頭頸部がんに関連する頭痛は、部位によって現れ方が少しずつ異なりますが、一般的には「徐々に悪化する持続性の痛み」「片側優位」「顔面・耳・上顎などの関連痛」を示すことがあり、鼻副鼻腔や上咽頭(鼻の奥)にできる腫瘍では頭痛がより目立つことがあります。とくに鼻副鼻腔や上咽頭では、治療に反応しない副鼻腔炎様の症状に続いて頭痛が出ることがあり、頭痛自体が唯一の症状として続く場合もあります。 [1] [2]
頭痛の特徴(傾向)
- 持続性・徐々に増悪:数週間〜数か月かけて強さや頻度が増してくる傾向があります。鎮痛薬で一時的に和らいでも再燃・増悪を繰り返す場合は注意が必要です。 [2]
- 片側性・局在:こめかみ(側頭部)や頭頂・後頭部などに限局し、しばしば片側優位で出現します。上咽頭がんでは側頭部や頭頂部に出やすいとの報告があります。 [2]
- 関連痛(放散痛):耳痛、顎・上歯(上顎)痛、顔面痛として感じることがあります。鼻副鼻腔病変では眼の周囲や上歯の痛み、上咽頭病変では耳閉感や耳痛が伴うことがあります。 [1]

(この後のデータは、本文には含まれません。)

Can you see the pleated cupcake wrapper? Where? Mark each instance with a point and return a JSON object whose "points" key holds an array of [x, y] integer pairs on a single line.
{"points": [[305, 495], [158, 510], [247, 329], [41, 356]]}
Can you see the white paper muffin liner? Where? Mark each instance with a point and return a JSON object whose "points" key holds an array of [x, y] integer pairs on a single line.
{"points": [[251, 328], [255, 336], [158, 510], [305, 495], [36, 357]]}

- 治療抵抗性の「副鼻腔炎様」頭痛:抗菌薬で改善しない鼻づまり・副鼻腔炎と共に頭痛が続く場合、鼻腔・副鼻腔領域の腫瘍を鑑別に入れます。「治療しても良くならない副鼻腔炎」+頭痛は要注意です。 [1]
よく一緒にみられる随伴症状
- 鼻・副鼻腔の症状:鼻づまりが長引く、膿性鼻漏、鼻出血(繰り返す・少量でも持続)、嗅覚変化。副鼻腔・鼻腔の腫瘍ではこの組合せが代表的です。 [1]
- 耳の症状:耳痛・耳鳴り・難聴・耳閉感(片側が多い)。上咽頭の腫瘍が耳管を圧迫して生じることがあります。 [1]
- 口腔・咽頭の症状:のどの痛み・違和感、飲み込みにくさ(嚥下障害)、声がれ、口内の白斑/赤斑、治らない口内潰瘍。口腔・咽頭・喉頭領域のがんで目立ちます。 [3] [4]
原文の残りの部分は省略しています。